The New York-based pianist’s schedule has taken her around the world, playing with orchestras ranging from the New York Philharmonic and the Montreal Symphony Orchestra to the London Symphony Orchestra, the Orchestra Sinfonica Nazionale Rai, and the Havana Lyceum Orchestra, which she brought from Cuba to tour the United States for the very first time. She has also played in venues from Carnegie Hall and The Kennedy Center to the Berlin Philharmonie, the Vienna Konzerthaus, the Seoul Arts Center, and the Sydney Opera House.

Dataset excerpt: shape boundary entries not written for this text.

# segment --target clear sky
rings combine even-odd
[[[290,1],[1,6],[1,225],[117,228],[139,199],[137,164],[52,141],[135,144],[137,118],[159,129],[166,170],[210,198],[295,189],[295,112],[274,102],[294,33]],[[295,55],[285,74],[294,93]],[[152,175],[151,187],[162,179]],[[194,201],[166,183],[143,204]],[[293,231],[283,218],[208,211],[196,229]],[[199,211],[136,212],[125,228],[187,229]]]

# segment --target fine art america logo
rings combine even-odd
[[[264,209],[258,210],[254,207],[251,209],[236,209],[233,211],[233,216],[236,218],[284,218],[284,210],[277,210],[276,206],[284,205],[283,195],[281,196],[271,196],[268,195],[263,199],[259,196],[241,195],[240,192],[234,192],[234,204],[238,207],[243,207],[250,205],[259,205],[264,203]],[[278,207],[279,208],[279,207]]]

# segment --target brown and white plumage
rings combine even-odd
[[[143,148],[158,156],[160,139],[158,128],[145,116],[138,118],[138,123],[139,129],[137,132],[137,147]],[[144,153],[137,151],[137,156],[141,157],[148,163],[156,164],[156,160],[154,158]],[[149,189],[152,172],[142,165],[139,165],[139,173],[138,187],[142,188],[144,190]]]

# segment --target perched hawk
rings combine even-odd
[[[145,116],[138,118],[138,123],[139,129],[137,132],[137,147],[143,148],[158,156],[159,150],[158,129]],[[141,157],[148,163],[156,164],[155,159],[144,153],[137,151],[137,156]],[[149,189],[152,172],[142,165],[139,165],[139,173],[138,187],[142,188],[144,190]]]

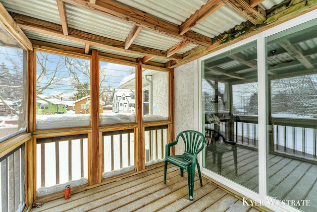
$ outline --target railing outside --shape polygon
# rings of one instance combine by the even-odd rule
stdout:
[[[0,158],[0,212],[22,212],[25,207],[24,144]]]
[[[316,159],[317,125],[313,119],[274,118],[270,150]]]
[[[134,170],[134,130],[104,132],[104,179]]]
[[[239,116],[234,121],[234,140],[238,144],[257,148],[259,129],[257,117]],[[317,159],[317,127],[313,119],[271,119],[269,150],[271,152],[303,159]],[[212,125],[214,125],[212,124]],[[229,136],[229,124],[220,123],[220,132]],[[213,127],[213,126],[210,126]]]
[[[167,125],[147,127],[144,130],[145,166],[163,160],[167,143]]]
[[[87,134],[37,140],[37,197],[88,184]],[[57,186],[56,186],[57,185]]]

Performance highlights include Piano Concerto No. 3, a composition by Philip Glass for her that was co-commissioned by twelve American and Canadian orchestras; the premiere of André Previn and Tom Stoppard’s Penelope at the Tanglewood, Ravinia, and Aspen music festivals and Carnegie Hall, the Kennedy Center, and the Cleveland Orchestra, working with Renée Fleming and the Emerson String Quartet; the premiere of Richard Danielpour’s An American Mosaic, a tribute to those affected by the pandemic; and the world premiere of The Eye Is the First Circle at Montclair State University, the first multi-media production she conceived, created, and directed, which uses as source materials her father Simon Dinnerstein’s painting The Fulbright Triptych and Charles Ives’s Piano Sonata No. 2. For the 2023-24 season, she joined Awadagin Pratt for a four-hand piano program presented by Washington Performing Arts at The Kennedy Center, and was the featured soloist for the Chamber Orchestra of New York’s performance at Carnegie Hall’s Zankel Hall. She also presents two series anchored by Bach at Miller Theatre at Columbia University and the Gogue Center for the Performing Arts at Auburn University, featuring her string ensemble, Baroklyn, which she founded and directs.

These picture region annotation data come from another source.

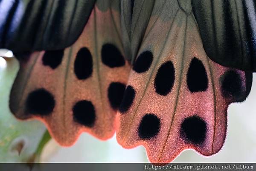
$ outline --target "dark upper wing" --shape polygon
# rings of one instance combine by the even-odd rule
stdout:
[[[63,49],[81,33],[94,0],[0,0],[0,48]]]
[[[256,71],[254,0],[192,0],[204,47],[213,61]]]

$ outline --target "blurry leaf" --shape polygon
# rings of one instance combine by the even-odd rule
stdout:
[[[26,162],[40,154],[48,138],[42,139],[46,131],[43,123],[18,121],[10,111],[9,96],[19,66],[15,58],[6,60],[5,66],[0,61],[0,162]],[[48,137],[45,133],[44,137]]]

Dedicated to her community in Brooklyn, Dinnerstein founded Neighborhood Classics in 2009, a concert series that raises funds for music education programs in New York City schools, and Bachpacking, a music program for elementary schools. A graduate of The Juilliard School and the Manhattan School of Music, Dinnerstein is on the faculty of the Mannes School of Music and is a guest host/producer of WQXR’s Young Artists Showcase.